## Optimizing the Dirichlet hyperparameters

One of the things you’ll notice in papers describing generative models of documents using a Dirichlet prior is to simply fix the Dirichlet hyperparameter $\alpha$ that controls the distributions of topic mixtures for each document. This isn’t ideal when you wish to then compute the probability of an unseen document $p(\mathbf{w}_d | \alpha, \beta)$ because a fixed $\alpha$ encodes no knowledge of the distribution of topic-mixtures over documents in the training corpus.

In the appendix of the journal paper by Blei et. al [1], we find a procedure to learn the $\alpha$ that maximizes the following log-likelihood where $\theta_j$ are the document specific topic mixtures and $\alpha$ the dirichlet hyperparameter.

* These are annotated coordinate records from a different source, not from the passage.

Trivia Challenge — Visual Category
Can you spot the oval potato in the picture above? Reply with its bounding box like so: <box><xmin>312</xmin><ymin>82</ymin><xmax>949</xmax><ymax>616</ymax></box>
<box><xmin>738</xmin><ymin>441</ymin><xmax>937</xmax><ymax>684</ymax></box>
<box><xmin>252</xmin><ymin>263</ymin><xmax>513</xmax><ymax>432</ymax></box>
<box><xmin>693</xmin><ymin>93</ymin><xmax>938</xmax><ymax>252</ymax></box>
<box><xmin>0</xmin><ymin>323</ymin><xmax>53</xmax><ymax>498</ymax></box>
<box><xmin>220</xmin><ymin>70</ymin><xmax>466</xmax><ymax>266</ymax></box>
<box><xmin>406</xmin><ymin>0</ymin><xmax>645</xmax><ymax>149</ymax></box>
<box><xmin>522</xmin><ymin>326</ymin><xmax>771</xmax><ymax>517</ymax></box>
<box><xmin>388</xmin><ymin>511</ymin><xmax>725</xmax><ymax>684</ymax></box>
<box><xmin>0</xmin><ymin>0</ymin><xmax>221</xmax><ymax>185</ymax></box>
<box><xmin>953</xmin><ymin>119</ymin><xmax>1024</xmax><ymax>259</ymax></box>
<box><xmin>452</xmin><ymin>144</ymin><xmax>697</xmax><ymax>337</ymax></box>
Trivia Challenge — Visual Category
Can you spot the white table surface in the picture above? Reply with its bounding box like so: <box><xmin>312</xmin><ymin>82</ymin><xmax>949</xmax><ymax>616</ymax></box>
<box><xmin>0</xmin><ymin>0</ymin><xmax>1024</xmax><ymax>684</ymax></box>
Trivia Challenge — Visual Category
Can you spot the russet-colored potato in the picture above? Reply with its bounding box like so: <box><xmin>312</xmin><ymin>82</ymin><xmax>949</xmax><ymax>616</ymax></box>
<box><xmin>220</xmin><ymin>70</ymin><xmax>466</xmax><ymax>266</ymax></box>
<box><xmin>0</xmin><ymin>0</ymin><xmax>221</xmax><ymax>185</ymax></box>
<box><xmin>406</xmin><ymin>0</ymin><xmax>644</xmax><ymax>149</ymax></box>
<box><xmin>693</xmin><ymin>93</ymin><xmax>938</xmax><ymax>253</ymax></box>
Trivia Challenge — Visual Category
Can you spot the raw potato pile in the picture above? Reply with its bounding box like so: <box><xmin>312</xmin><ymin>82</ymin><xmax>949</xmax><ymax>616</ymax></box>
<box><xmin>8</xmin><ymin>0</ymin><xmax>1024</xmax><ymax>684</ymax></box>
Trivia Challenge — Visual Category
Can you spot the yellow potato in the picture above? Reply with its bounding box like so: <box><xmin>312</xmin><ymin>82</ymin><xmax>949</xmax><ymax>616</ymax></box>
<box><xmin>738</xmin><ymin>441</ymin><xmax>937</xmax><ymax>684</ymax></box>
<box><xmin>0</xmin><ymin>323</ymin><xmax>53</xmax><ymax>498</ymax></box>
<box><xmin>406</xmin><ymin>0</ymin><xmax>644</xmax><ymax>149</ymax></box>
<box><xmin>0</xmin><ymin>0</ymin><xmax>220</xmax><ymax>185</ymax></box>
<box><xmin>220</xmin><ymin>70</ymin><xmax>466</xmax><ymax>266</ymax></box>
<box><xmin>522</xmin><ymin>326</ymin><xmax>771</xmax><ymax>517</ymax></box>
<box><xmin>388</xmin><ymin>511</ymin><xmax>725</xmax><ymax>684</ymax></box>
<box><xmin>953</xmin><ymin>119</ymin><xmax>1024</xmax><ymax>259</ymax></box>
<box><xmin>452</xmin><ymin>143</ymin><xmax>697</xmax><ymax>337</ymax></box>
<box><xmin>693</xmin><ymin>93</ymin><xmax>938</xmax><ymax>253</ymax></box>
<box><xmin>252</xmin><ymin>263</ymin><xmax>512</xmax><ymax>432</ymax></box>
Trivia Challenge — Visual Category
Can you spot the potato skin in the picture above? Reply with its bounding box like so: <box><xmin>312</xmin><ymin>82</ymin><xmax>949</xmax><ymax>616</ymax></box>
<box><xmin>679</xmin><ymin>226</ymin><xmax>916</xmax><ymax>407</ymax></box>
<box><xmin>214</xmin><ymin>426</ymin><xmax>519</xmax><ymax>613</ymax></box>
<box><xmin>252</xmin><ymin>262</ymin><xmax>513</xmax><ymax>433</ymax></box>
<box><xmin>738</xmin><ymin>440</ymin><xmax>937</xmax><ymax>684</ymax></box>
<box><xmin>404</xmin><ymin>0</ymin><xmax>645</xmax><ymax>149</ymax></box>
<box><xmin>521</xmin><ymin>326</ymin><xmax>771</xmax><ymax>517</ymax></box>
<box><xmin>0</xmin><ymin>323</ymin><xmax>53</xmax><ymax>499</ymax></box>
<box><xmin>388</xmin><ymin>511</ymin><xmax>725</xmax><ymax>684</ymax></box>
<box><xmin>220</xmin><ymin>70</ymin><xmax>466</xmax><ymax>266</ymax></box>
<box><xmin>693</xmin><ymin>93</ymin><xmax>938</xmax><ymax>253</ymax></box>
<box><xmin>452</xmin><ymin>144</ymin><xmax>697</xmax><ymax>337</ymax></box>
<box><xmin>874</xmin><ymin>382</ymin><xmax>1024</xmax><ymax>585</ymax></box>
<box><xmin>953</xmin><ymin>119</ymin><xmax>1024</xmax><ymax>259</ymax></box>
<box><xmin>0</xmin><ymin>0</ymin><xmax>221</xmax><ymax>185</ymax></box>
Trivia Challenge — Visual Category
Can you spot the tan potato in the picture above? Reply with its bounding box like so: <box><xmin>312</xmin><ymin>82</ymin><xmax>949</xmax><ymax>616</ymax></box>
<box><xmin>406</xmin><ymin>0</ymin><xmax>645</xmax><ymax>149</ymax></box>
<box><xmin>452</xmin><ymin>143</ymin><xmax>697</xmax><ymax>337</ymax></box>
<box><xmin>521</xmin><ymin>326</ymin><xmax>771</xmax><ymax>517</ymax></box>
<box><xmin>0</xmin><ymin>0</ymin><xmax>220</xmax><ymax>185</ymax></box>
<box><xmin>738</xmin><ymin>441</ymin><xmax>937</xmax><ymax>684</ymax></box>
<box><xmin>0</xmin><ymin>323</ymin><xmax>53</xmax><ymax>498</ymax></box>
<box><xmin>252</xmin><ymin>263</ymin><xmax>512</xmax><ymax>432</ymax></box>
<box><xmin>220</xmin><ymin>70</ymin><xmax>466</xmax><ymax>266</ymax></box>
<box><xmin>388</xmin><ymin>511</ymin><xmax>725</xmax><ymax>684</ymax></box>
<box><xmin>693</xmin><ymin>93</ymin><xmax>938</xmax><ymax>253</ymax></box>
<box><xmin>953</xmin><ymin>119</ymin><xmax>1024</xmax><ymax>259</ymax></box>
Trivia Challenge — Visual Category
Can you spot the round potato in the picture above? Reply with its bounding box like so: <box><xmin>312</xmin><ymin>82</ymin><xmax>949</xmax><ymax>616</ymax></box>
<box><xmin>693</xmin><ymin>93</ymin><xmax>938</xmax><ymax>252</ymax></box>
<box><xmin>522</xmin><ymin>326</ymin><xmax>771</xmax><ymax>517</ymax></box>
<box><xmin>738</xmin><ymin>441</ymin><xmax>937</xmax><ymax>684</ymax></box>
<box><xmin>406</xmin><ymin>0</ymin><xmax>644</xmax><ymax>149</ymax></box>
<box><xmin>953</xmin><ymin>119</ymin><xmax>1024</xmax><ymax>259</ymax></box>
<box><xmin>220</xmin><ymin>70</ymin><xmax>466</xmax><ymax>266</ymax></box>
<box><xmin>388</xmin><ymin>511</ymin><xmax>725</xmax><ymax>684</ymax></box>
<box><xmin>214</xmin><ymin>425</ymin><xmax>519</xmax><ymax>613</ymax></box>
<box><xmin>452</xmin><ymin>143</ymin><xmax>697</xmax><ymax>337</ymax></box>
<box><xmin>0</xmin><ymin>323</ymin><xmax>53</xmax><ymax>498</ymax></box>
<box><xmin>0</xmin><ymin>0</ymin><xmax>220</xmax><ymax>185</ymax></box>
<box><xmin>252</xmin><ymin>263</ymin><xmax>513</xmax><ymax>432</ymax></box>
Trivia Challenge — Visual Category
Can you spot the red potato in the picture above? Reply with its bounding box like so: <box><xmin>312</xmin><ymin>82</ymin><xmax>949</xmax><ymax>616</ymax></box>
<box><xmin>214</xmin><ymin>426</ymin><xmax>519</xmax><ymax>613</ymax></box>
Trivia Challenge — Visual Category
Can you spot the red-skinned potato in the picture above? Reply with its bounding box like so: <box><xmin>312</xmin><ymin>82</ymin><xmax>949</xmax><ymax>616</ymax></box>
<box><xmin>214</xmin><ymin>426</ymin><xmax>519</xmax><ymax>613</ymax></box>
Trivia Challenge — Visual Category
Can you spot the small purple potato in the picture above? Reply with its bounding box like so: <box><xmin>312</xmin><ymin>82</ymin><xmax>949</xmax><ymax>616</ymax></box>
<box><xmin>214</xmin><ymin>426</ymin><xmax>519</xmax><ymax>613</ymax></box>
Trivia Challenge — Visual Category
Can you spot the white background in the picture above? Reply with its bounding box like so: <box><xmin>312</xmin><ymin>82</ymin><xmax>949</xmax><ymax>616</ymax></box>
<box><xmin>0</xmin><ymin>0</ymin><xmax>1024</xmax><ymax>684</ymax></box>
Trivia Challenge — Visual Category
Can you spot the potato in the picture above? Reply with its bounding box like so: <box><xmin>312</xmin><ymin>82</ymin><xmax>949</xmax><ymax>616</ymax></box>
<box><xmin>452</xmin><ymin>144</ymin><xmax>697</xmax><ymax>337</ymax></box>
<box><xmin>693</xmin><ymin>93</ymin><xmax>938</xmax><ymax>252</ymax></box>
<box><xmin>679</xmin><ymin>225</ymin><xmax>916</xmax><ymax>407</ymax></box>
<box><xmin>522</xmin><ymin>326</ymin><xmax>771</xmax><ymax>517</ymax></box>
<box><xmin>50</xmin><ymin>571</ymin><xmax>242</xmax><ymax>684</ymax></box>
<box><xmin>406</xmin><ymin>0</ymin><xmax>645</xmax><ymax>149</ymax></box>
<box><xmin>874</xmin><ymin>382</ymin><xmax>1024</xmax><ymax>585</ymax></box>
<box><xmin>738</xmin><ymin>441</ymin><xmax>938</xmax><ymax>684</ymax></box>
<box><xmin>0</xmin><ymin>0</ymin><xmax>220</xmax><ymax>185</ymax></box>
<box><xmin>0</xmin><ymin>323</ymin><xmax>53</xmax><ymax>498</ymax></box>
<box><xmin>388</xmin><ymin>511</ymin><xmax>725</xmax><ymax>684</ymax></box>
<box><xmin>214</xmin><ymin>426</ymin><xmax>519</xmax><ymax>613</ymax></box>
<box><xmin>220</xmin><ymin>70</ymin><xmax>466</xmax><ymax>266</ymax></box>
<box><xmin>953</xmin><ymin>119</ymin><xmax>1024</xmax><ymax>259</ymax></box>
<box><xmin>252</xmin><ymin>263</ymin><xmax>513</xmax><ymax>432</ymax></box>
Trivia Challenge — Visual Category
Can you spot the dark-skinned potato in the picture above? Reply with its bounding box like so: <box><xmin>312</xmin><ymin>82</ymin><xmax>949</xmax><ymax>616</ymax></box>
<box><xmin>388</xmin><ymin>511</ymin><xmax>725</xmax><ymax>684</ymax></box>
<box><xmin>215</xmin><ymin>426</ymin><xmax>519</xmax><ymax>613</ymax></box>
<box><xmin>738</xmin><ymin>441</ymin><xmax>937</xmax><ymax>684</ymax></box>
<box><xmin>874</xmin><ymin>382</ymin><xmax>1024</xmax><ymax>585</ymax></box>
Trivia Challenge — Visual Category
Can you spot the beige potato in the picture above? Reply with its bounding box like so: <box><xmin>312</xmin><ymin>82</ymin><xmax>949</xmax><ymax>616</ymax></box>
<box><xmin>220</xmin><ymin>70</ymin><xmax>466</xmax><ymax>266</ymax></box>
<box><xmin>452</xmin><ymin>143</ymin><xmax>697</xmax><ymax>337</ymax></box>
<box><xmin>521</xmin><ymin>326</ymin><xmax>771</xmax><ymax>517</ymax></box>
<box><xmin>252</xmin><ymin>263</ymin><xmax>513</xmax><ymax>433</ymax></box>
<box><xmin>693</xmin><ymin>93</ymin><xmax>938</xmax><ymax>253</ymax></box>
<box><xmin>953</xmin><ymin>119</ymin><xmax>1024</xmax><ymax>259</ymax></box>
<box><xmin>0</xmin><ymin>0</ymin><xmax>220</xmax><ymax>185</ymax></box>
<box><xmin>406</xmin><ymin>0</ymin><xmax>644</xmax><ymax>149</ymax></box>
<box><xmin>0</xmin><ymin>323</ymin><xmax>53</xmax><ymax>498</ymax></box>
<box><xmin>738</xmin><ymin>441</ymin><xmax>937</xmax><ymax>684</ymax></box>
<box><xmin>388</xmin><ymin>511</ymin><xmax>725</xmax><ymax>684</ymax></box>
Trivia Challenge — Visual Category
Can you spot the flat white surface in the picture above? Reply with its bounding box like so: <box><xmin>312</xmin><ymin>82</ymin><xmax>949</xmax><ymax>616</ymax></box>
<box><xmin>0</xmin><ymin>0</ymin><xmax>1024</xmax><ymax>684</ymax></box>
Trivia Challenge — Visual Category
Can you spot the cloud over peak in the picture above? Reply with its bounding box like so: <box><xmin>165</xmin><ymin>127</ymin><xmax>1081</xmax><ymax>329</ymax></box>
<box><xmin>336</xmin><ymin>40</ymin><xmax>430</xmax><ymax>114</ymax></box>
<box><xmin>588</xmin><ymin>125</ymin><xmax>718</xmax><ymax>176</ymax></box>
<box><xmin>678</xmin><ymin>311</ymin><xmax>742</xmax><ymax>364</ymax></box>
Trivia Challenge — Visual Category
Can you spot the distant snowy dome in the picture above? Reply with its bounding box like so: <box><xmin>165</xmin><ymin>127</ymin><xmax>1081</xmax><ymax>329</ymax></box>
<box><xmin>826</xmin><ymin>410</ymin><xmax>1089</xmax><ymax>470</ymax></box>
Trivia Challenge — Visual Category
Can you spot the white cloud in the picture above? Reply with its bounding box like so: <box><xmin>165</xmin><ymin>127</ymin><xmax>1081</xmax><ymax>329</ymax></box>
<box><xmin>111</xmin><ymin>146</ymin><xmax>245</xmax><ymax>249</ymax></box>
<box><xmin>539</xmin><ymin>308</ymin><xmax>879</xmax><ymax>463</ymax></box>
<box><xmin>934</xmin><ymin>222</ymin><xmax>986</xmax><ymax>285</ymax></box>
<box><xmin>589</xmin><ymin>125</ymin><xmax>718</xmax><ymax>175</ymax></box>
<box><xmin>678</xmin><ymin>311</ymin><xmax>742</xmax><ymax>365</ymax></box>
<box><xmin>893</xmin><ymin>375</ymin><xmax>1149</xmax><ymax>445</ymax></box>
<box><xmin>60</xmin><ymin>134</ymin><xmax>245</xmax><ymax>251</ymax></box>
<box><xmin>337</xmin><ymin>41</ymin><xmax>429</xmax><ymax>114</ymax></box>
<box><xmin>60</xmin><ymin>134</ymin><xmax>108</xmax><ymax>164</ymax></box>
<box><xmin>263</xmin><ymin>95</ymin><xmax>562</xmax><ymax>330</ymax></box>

$\displaystyle \Lambda := \log \prod_j p(\theta_j | \alpha) = \\ N \log \Gamma(\sum \alpha_i) - N\sum \log \Gamma(\alpha_i) + \sum_{i,j} (\alpha_i -1) \log \theta_{ij}$

The expression is maximized using the Newton-Raphson method, which requires computing the derivative of $\Lambda$ and the Hessian (the matrix of second-order derivatives) – with respect to $\alpha$.

## Derivative of $\Lambda$

Making use of the digamma function $\psi(x) = \frac{\partial \log \Gamma(x)}{\partial x}$ the partial derivatives with respect of each component of $\alpha$ gives

$\displaystyle \frac{\partial \Lambda}{\partial \alpha_r} = N \psi(\sum \alpha_i) - N \psi(\alpha_r) + \sum_j \log \theta_{jr}$

## The Hessian

The Hessian component-wise with respect of $\alpha_r$ and $\alpha_s$ is

$\displaystyle \frac{\partial \log \Lambda}{\partial \alpha_r \alpha_s} = N \psi'(\sum \alpha_i) - \delta_{rs} N \psi'(\alpha_r)$

where $\delta_{rs}$ is the Kronecker delta. Note that this Hessian matrix can be written in the following form

$\displaystyle H = \text{diag}(h) + \mathbf{1}z\mathbf{1}^T$

where $\text{diag}(h)$ is the diagonal matrix containing the second-order derivatives with respect to $\alpha_i$s across the diagonal and zero elsewhere; $z = \psi'(\sum \alpha_i)$; and $\mathbf{1}$ is vector of $1$s. The inverse of a matrix of his form is given by the Matrix Inversion Lemma which states

$\displaystyle (A - BD^{-1}C)^{-1} = \frac{A^{-1} + A^{-1}BCA^{-1}}{D - CA^{-1}B}$

In our case, $H^{-1}$ is given by

$\displaystyle H^{-1} = \text{diag}(h)^{-1} - \frac{\text{diag}(h)^{-1} \mathbf{1}\mathbf{1}^T \text{diag}(h)^{-1}}{ z^-1 + \sum_{j=1}^k h_j^{-1}} \\ H^{-1}_{ij} = \text{diag}(h)^{-1}_{ij} - \frac{h^{-1}(h^{-1})^T}{ z^{-1} + \sum_j h^{-1}_j}$

## The upside

We are now ready to compute the new guess for the next iteration in the Newton-Raphson method: $\alpha_{new} = \alpha_{old} - H^{-1}(\alpha_{old}) g(\alpha_{old})$. Given the gradients $g$ evaluated at the old $\alpha$s, the new $\alpha$ are given by

$\displaystyle \alpha_{old} - (H^{-1} g)_i = \alpha_{old} - \sum_j H^{-1}_{ij} g_j \\ = \alpha_{old} - h^{-1}g_i - \frac{\sum_j (h^{-1} (h^{-1})^T)_{ij} g_j}{ z^{-1} + \sum_j h^{-1}_j} \\ = \alpha_{old} - \frac{1}{h^{-1}} \left( g_i - \frac{ \sum_j \frac{g_j}{h_j} }{z^{-1} + \sum_j h^{-1}_j} \right)$

The reason for the special attention given to the form of the Hessian in this problem si that it requires the computation of only the values $h_i$ and $g_i$ which amount to $2k$ values which is only linear in $k$ (the dimension of $\alpha$) to the otherwise $O(k^3)$ required for a full-blown matrix inversion of $H^{-1}$.

[1] David M. Blei and Andrew Y. Ng and Michael I. Jordan and John Lafferty. 2003. “Latent Dirichlet Allocation.” Journal of Machine Learning Research.